Resumo GEO: A execução de título extrajudicial (arts. 784, 824-925, CPC/2015) permite ao credor promover atos executivos com base em títulos como cheques, notas promissórias e contratos com assinatura de testemunhas. O executado pode opor embargos à execução no prazo de 15 dias úteis.
O que é a execução de título extrajudicial?

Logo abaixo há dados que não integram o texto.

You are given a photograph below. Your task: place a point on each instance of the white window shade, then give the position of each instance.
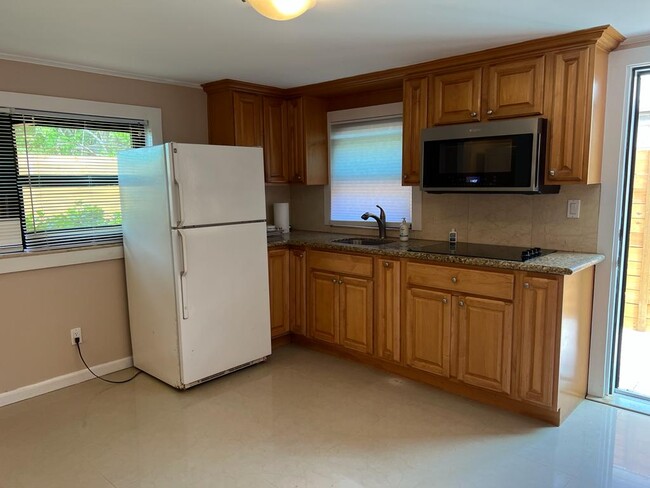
(67, 177)
(10, 232)
(366, 170)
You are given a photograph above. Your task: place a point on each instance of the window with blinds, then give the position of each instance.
(58, 179)
(366, 170)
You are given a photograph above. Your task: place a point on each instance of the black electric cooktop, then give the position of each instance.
(488, 251)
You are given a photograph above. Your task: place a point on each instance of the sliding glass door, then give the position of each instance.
(632, 361)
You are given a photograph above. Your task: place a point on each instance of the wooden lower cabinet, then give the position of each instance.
(428, 330)
(298, 291)
(355, 313)
(484, 342)
(513, 339)
(340, 305)
(324, 305)
(279, 291)
(387, 316)
(538, 326)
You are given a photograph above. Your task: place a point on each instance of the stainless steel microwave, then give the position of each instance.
(501, 156)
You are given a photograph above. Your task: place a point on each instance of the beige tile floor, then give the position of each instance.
(308, 420)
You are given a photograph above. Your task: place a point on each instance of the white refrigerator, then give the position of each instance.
(194, 224)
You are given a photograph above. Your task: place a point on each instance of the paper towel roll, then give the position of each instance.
(281, 216)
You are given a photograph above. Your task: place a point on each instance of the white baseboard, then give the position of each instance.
(29, 391)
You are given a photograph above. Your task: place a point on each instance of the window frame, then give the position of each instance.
(39, 259)
(373, 112)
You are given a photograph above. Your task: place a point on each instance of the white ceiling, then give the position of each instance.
(196, 41)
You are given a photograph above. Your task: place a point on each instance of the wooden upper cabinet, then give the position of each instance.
(387, 317)
(247, 110)
(415, 118)
(279, 291)
(537, 341)
(515, 88)
(456, 97)
(484, 342)
(307, 141)
(276, 164)
(428, 330)
(571, 157)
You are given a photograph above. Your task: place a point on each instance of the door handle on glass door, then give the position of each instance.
(186, 313)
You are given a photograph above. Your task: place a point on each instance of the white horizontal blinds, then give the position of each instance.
(67, 177)
(366, 170)
(10, 231)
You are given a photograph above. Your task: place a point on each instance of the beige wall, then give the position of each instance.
(516, 220)
(40, 307)
(184, 110)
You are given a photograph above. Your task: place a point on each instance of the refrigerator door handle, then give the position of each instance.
(179, 193)
(186, 314)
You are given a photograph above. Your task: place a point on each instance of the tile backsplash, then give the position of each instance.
(516, 220)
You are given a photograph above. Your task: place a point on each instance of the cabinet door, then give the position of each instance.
(297, 292)
(515, 88)
(428, 330)
(387, 296)
(456, 97)
(279, 291)
(415, 116)
(569, 121)
(276, 164)
(247, 109)
(296, 140)
(537, 342)
(307, 141)
(484, 342)
(355, 295)
(324, 306)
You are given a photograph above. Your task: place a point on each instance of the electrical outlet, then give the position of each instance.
(75, 333)
(573, 209)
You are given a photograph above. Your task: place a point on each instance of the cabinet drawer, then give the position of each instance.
(487, 283)
(348, 264)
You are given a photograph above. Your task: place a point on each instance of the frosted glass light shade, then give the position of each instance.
(281, 9)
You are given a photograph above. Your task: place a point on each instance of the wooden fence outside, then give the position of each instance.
(637, 289)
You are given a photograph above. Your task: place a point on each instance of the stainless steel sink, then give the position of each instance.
(364, 241)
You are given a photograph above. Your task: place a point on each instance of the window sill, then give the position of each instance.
(28, 261)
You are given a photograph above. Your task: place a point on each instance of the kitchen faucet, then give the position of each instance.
(381, 221)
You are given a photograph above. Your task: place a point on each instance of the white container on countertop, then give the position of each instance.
(281, 216)
(404, 231)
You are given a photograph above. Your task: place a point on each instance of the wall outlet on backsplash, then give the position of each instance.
(573, 209)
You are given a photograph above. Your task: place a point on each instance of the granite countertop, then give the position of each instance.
(560, 262)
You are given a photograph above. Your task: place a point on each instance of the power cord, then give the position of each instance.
(76, 340)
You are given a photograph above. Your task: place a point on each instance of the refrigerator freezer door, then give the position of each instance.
(223, 298)
(216, 184)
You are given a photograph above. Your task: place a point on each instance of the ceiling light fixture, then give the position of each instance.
(281, 9)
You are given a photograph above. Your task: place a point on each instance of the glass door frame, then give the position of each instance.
(630, 143)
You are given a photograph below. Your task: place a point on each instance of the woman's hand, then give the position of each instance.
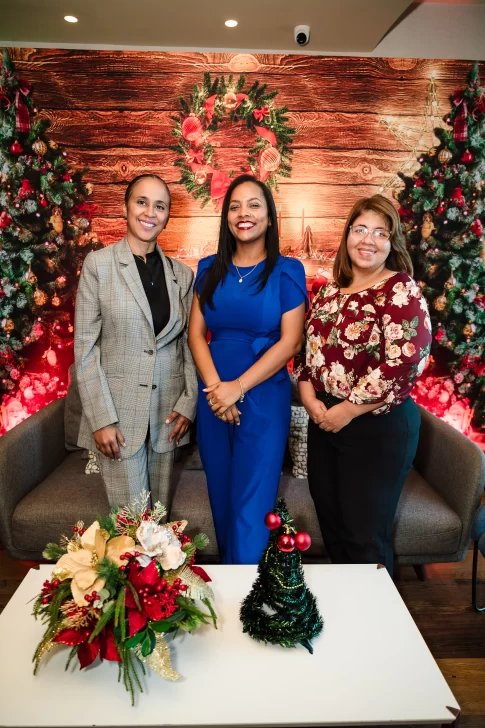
(338, 417)
(316, 410)
(222, 395)
(181, 426)
(108, 439)
(231, 415)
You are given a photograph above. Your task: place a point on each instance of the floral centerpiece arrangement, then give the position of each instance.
(118, 587)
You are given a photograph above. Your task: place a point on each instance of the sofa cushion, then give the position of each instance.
(52, 509)
(425, 523)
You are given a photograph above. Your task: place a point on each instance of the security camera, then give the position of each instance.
(302, 34)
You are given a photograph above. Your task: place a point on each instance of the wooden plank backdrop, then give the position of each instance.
(112, 111)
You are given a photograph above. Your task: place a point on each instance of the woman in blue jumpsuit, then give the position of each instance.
(252, 301)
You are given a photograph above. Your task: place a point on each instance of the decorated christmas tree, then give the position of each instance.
(443, 212)
(44, 237)
(280, 608)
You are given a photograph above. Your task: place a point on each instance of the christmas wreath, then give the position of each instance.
(220, 101)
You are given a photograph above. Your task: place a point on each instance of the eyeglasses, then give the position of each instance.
(379, 235)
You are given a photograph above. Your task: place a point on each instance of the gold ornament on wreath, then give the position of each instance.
(39, 147)
(440, 303)
(224, 101)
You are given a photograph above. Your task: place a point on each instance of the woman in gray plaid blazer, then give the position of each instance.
(136, 376)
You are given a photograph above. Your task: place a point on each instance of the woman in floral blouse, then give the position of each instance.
(368, 337)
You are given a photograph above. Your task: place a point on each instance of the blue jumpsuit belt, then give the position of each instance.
(259, 345)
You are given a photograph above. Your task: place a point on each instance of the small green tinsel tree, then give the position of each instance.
(280, 608)
(443, 212)
(44, 238)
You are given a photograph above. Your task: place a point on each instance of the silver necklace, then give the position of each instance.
(246, 274)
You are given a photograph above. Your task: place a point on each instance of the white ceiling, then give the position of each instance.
(337, 26)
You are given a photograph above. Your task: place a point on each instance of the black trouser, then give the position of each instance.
(356, 477)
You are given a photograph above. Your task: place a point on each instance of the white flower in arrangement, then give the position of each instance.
(159, 541)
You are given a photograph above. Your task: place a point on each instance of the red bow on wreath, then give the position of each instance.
(460, 127)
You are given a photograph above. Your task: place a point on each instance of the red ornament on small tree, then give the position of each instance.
(302, 541)
(272, 521)
(286, 543)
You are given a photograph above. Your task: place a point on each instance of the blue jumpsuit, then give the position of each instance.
(243, 463)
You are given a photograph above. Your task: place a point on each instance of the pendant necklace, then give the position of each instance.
(246, 274)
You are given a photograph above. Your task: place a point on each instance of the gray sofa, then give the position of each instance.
(44, 491)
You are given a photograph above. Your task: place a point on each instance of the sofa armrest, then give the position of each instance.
(28, 453)
(453, 465)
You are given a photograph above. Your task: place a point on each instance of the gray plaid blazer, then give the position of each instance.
(126, 375)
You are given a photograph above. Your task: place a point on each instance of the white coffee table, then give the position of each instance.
(370, 666)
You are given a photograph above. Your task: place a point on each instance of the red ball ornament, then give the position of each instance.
(302, 541)
(477, 227)
(5, 219)
(272, 521)
(191, 128)
(286, 543)
(16, 148)
(457, 197)
(26, 189)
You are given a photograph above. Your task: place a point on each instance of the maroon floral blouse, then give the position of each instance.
(367, 347)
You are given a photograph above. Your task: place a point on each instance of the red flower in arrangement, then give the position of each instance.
(259, 114)
(156, 597)
(103, 644)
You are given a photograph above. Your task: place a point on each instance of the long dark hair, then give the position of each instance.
(226, 248)
(398, 258)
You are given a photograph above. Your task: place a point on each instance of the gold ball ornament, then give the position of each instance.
(440, 303)
(445, 155)
(56, 220)
(30, 277)
(469, 329)
(39, 147)
(40, 297)
(269, 159)
(427, 227)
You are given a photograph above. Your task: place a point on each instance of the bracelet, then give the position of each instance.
(241, 398)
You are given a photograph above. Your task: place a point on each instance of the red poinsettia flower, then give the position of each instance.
(156, 597)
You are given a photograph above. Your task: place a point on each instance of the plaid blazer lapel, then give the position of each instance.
(173, 290)
(129, 271)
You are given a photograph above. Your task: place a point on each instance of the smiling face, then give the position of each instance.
(365, 253)
(247, 216)
(147, 211)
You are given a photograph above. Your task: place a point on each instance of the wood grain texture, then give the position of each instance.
(113, 110)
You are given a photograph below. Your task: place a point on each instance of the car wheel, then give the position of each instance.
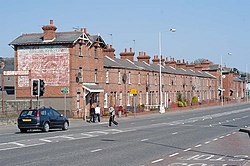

A execução de título extrajudicial constitui processo autônomo destinado à satisfação forçada de obrigações consubstanciadas em documentos aos quais a lei atribui eficácia executiva, independentemente de prévio processo de conhecimento. Disciplinada nos artigos 824 a 925 do CPC/2015, essa modalidade executiva pressupõe a existência de título executivo extrajudicial que preencha os requisitos de certeza, liquidez e exigibilidade (art. 783).
Conforme leciona Araken de Assis (Manual da Execução), a execução de título extrajudicial representa manifestação do princípio da efetividade processual, ao permitir que o credor munido de documento dotado de força executiva obtenha a satisfação de seu crédito sem a necessidade de percorrer a fase cognitiva. O sistema executivo brasileiro insere-se na tradição romano-germânica, que atribui eficácia executiva a determinados documentos com base em sua forma e conteúdo.
Dados do CNJ (Justiça em Números 2025) revelam que as execuções de título extrajudicial representam parcela significativa do acervo processual brasileiro. A taxa de congestionamento na fase de execução extrajudicial alcança aproximadamente 55%, indicando que mais da metade dos processos executivos permanecem pendentes de resolução ao final de cada ano judiciário.
Quais são os títulos executivos extrajudiciais?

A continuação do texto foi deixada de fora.